Walnut Crusted Chicken with Honey and Brie

Half Baked Harvest hit us with another winner with this one. It’s from her Super Simple cookbook but I made a couple of adjustments to make it super simpler. (I don’t think it impacted the taste, and I called them all out below.) For a recipe with a long title like this one, it actually requires few ingredients and very little prep. The recipe’s author is great with food photography and spends a lot of time on presentation. I was starving so my version doesn’t look nearly as dramatic or gorgeous as hers, but it tasted dang good

The recipe calls for a dredge in buttermilk followed by a coating of the crust ingredients.

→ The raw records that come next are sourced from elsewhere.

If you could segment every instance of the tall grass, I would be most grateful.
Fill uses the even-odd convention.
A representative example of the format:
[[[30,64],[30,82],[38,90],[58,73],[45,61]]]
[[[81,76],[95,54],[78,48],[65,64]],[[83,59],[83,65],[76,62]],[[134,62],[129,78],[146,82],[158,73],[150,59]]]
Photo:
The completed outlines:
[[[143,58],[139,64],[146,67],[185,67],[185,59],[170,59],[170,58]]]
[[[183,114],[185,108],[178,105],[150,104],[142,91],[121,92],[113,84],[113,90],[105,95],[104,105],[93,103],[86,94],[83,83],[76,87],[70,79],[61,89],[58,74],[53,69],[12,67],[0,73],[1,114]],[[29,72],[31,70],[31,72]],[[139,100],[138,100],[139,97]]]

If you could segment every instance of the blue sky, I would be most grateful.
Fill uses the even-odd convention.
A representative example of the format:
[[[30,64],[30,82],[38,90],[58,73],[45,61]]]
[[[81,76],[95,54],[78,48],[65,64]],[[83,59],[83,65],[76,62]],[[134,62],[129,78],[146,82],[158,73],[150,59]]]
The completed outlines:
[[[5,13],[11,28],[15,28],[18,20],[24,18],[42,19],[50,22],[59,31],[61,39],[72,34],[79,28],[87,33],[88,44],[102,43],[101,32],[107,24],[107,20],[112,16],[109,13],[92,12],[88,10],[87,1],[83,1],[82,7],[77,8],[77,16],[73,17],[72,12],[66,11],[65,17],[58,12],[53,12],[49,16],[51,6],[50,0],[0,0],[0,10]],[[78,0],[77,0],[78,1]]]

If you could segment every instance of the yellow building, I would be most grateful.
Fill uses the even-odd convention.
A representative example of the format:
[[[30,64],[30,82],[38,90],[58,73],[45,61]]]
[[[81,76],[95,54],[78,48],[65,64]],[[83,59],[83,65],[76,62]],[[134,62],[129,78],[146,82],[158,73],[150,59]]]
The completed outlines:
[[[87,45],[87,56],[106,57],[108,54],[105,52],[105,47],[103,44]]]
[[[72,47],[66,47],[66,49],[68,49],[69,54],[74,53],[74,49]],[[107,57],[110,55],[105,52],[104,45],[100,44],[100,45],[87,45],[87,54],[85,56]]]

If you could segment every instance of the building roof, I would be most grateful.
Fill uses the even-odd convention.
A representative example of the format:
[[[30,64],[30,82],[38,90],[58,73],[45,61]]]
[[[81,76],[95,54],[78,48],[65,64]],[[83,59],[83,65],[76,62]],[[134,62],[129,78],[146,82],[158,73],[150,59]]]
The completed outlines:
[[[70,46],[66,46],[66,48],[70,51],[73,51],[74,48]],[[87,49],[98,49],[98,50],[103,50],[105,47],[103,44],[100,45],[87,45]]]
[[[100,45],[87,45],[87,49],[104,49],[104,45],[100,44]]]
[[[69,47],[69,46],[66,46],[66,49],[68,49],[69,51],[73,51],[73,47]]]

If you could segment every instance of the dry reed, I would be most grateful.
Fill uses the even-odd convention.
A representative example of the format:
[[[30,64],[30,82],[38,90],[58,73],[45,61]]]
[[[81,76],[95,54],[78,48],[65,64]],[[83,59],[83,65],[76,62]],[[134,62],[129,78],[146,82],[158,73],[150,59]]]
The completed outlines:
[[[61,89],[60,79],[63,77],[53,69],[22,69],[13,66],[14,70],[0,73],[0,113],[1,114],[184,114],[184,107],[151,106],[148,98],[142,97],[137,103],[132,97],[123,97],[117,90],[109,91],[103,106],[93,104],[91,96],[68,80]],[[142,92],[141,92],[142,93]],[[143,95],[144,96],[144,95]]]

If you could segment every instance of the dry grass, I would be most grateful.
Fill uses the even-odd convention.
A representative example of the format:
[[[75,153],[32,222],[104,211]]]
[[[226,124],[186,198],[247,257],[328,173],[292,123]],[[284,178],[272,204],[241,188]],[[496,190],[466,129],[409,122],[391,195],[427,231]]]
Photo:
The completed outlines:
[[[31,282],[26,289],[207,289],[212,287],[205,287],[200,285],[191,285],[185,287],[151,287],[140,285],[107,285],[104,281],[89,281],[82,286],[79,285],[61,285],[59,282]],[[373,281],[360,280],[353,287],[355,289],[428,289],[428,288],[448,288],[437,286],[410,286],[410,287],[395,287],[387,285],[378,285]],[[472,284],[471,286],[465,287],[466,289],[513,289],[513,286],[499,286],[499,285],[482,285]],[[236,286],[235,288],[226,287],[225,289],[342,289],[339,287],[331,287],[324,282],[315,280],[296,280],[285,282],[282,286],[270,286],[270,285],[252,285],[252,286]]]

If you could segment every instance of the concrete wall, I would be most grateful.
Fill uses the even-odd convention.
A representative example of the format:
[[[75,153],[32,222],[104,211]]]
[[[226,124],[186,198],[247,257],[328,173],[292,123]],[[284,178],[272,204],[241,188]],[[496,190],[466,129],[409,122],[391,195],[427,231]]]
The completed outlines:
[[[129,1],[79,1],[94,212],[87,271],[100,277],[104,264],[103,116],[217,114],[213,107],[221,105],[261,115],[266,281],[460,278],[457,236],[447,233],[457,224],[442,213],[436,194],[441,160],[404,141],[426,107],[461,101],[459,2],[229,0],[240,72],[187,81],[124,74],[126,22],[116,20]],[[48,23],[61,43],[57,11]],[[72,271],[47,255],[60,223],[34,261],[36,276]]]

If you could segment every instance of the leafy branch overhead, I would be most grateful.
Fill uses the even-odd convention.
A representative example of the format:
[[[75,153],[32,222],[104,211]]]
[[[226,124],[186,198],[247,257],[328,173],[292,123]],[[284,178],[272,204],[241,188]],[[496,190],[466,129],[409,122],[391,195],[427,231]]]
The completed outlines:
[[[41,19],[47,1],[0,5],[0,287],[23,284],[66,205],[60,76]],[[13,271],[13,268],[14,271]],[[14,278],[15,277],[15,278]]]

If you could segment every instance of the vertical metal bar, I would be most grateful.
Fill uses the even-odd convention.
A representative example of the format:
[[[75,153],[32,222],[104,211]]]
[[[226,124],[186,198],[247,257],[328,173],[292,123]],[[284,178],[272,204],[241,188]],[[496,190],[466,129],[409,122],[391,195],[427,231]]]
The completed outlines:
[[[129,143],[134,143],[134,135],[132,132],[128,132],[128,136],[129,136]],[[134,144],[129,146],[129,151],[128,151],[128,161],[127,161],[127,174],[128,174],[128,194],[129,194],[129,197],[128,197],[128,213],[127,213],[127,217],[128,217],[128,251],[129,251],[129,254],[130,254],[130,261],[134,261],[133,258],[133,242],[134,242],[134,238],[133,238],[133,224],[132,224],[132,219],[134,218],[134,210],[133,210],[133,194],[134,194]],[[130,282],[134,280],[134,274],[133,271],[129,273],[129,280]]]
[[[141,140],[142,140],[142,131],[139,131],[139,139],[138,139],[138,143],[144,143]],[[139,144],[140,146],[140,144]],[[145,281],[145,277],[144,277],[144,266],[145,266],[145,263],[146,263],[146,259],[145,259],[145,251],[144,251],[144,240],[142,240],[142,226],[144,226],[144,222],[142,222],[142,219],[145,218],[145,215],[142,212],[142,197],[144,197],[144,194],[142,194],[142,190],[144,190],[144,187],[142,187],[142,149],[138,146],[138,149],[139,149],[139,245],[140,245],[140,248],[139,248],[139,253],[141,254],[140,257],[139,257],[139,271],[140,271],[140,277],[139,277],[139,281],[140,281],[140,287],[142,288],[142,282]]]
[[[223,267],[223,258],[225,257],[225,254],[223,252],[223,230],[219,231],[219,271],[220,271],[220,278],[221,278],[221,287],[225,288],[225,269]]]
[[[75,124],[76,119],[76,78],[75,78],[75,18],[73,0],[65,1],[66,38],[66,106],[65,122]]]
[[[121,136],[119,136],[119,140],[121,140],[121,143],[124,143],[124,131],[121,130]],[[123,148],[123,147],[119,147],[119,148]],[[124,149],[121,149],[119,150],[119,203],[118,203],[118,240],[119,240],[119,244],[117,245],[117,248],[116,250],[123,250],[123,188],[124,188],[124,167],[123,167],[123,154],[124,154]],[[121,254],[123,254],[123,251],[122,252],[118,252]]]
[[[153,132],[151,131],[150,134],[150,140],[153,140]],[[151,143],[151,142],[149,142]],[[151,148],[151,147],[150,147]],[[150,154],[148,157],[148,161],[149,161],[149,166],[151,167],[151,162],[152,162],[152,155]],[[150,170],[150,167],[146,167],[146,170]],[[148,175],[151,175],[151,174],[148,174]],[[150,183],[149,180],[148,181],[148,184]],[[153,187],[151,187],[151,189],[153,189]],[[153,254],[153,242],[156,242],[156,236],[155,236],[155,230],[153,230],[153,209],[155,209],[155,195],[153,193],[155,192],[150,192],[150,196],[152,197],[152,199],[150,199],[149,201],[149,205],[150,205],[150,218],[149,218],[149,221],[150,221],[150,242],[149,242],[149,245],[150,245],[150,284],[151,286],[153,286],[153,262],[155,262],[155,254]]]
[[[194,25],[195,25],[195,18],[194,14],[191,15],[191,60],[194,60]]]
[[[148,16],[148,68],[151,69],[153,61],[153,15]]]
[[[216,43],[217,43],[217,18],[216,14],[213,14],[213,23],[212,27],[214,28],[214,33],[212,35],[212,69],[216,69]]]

I didn’t have buttermilk so I dipped chicken tenders in beaten eggs (1-2 eggs will work for 1 lb of chicken) and then through a mixture of flour, finely chopped walnuts (I could have gone with an even smaller chop), thyme (recipe called for fresh; I did a healthy dash of dried), a pinch of cayenne, salt, and pepper. Press the nut mixture onto the chicken so it sticks and lay on a sprayed baking sheet. Drizzle the chicken with a little olive or avocado oil and bake at 375 for 15-20 minutes. (I flipped them at the 13ish minute mark.) While they’re cooking, mix honey and dijon mustard in whatever ratio you like best. (The recipe says to do this in a saucepan, but I think it works just fine to mix in a bowl. I used grainy mustard because it felt more French, just like the other flavors in this dish.) When the chicken comes out of the oven, drizzle the honey mustard all over it and top each chicken tender with a wedge of brie. Then stick it back in the oven for a few minutes so the cheese can get drippy and sexy lookin. Drizzle with some extra honey sauce and garnish with thyme if you’ve got the fresh stuff and feelin frisky.

When it comes to recipe cheeses, meaning: melty cheeses that you can throw on top of a dish or inside a casserole, mozzarella and cheddar are the go-tos. But who knew brie could be such a stunner when melting on top of chicken like this?! It looked and tasted downright decadent.